Lia menyerengit tidak suka dan membalas tatapan Alice. "Maksudnya, kamu akan berada di mana pun aku ada?"

"Ya."

"Apa kau anak ayam yang tersesat?"

"Saya penjaga anda."

Lia melipat tangannya. "Kau bukan ibuku."

"Memang. Tapi saya penjaga anda."

"Tapi itu bukan berarti kau dapat mengaturku, kan?!" ujar Lia tak sabar.

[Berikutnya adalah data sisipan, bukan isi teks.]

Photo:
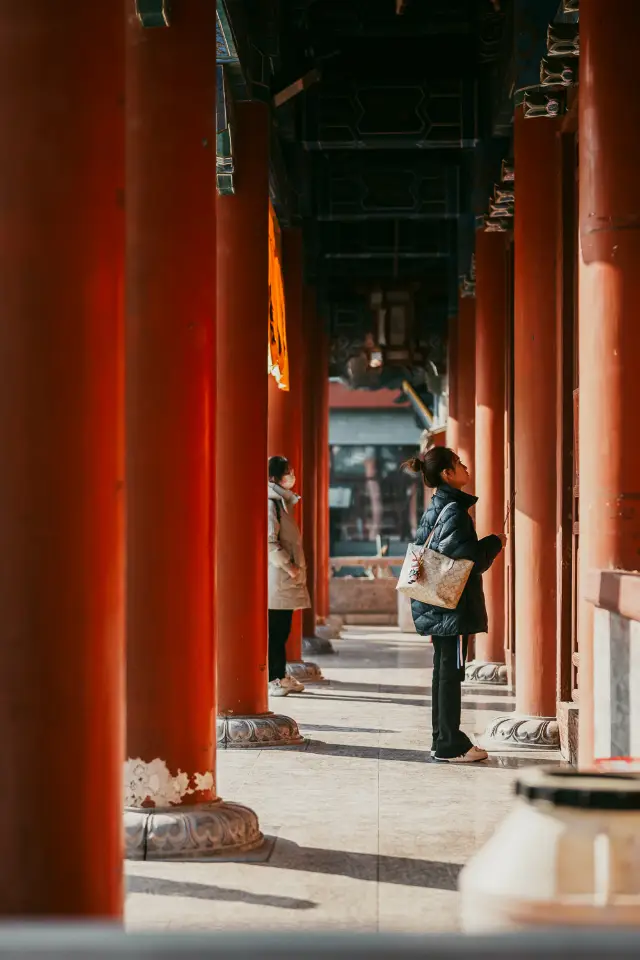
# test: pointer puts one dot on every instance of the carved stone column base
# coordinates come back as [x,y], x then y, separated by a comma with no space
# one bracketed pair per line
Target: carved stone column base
[317,646]
[519,731]
[258,731]
[481,671]
[215,829]
[327,631]
[305,671]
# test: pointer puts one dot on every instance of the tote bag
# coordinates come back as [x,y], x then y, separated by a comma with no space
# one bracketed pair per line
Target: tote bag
[432,578]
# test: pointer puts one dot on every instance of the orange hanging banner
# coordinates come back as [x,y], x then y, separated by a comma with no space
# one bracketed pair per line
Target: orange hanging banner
[278,356]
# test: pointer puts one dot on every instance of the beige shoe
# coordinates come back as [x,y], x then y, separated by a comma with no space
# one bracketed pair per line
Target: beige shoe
[474,755]
[277,689]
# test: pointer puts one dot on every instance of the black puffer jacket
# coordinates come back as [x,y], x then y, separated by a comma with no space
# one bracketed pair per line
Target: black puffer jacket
[456,537]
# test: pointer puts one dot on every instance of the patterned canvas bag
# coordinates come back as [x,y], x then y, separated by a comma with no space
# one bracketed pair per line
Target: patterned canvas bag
[432,578]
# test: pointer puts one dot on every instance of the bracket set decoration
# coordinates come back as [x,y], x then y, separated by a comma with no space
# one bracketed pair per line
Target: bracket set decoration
[502,203]
[468,281]
[558,69]
[154,13]
[227,70]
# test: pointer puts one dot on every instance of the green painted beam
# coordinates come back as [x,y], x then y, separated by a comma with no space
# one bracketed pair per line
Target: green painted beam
[154,13]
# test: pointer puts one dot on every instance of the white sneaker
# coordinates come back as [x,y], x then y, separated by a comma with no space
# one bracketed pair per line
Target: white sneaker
[278,689]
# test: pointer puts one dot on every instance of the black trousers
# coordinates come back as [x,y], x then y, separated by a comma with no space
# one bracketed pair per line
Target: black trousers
[279,630]
[449,655]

"Saya tidak bermaksud mengatur anda," balas Rose tenang. Ia mencoba sebisa mungkin tidak menatap Lia dengan tatapan membunuh. "Tapi, ini menyangkut keselamatan anda. Saya mohon untuk mengerti. Dan lagi, saya juga tidak ada di samping anda persis. Saya hanya mengawasi dari jauh."

Perempuan berambut coklat madu itu mengibaskan rambutnya ke belakang tidak sabar. "Kenapa kau harus memberitahuku?" desisnya.

Rose sudah siap dengan pertanyaan ini. "Saya ingin anda mengetahuinya langsung dari saya. Dan anda harus tahu kalau nyawa anda dalam bahaya. Jadi, saya mohon untuk tidak pergi sembarangan."

Kini, mata coklat keemasan itu menolak menatap mata Alice. Gadis itu menatap piring kosongnya muram sambil menggigit bawah bibirnya. "Apa yang direncanakan ayah?"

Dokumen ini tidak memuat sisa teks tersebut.